Sorbet thinks that loop_count is nil at the start of the rescue block, which causes it to
declare the puts line unreachable (because nil is never truthy).
But why? Clearly we can see that loop_count is an Integer. We’d expect Sorbet to at
least think loop_count has type T.nilable(Integer), if not simply Integer outright.
Sometimes Sorbet takes shortcuts—especially when the short cut is good enough 99% of the time
while being simple and fast. Sorbet’s approach to rescue and exception handling is one
of these shortcuts.
Control flow and rescue in Sorbet
I mentioned in my last post that Sorbet builds a control flow graph (CFG)
in order to model control-flow sensitive types throughout the body of a method. For rescue
nodes, it pretends that there are only two jumps into the rescue block: once before any
any code in the begin block has run, and once after all the code in begin block has
run. It looks a little something like this:
An example CFG with a rescue block
An example CFG with a rescue block
This is a simplified view of a CFG in Sorbet.If you have Graphviz installed, you can get Sorbet to dump its internal CFG for a given
file with the cfg-view.sh script in the Sorbet repo. The CFG for the example above looks
like like this.
The boxes contain hunks of straight-line
code (code without control flow), and all control flow is made explicit by branching on a
specified variable at the end of each block. For the case of rescue, the branches read from a
magical <exn-value> variable, which Sorbet treats as unanalyzable: Sorbet
doesn’t attempt to track how the value is initialized nor how control flow affects it.

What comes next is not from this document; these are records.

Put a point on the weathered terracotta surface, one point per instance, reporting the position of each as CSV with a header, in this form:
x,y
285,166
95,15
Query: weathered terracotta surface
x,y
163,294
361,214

Knowing this, we can explain the weird dead code error from the snippet above:
The first jump into the rescue block happens before any code in the begin block runs.
At that point, the loop_count variable is still uninitialized, and thus has type NilClass
when taking that branch.
The second jump into the rescue block happens after the begin block finishes. But from
Sorbet’s point of view, the begin block in the loop_count snippet never finishes! Sorbet
sees the infinite while true loop and says, “it doesn’t matter where to branch at the end
of the begin block—the infinite loop won’t allow control to flow there.”If you’re fearless, you can prove that this is what’s happening in the rendered
CFG for the above example.
Despite
it being able to tell that loop_count has type Integer inside the begin, only the
NilClass branch is live in the rescue block.

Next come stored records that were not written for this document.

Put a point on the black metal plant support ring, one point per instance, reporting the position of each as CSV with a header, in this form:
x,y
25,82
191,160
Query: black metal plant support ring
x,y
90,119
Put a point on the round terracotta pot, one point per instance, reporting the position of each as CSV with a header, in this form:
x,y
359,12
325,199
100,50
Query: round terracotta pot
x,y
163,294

That second point about while true is simply a bug. Sorbet should be smart enough to
suspend the normal flow-sensitivity rules for infinite loops while checking code in a begin
block that has a rescue.Of course, easier said than done.

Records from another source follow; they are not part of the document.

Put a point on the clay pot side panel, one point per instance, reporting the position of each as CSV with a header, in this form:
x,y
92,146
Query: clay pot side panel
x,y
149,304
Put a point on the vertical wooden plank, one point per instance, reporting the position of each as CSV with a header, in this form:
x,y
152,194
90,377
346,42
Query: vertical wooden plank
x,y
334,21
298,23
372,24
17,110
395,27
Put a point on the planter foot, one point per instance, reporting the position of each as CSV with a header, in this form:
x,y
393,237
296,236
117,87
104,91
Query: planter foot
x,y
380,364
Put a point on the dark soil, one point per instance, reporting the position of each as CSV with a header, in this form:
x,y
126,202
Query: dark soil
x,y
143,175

But still, fixing that bug would only fix half the problem:
Sorbet would think that loop_count has type T.nilable(Integer) in the rescue
body, but we said the best outcome would be for Sorbet to know that loop_count is always
initialized, having type Integer.
Before we can see what it would take for Sorbet to infer Integer, some history.
A brief history of rescue in Sorbet
Sorbet’s first commit dates to October 3, 2017. Six weeks later, the initial support for
rescue landed. The pull request description is from a time when all pull requests
were not public, so I’ll quote it here:
This does most of the work in the CFG, preserving the semantics in the desugarer. […]
It introduces a series of uncomputable ifs since 0 or more instructions from the first
block will execute then one of the rescues could match and then if none do the else will
match.
The approach it’s describing is what most people might do intuitively: any instruction in a
begin might raise,This is not quite true: x = 0 doesn’t raise, and Sorbet can see that syntactically. This might be something to take advantage of in the future.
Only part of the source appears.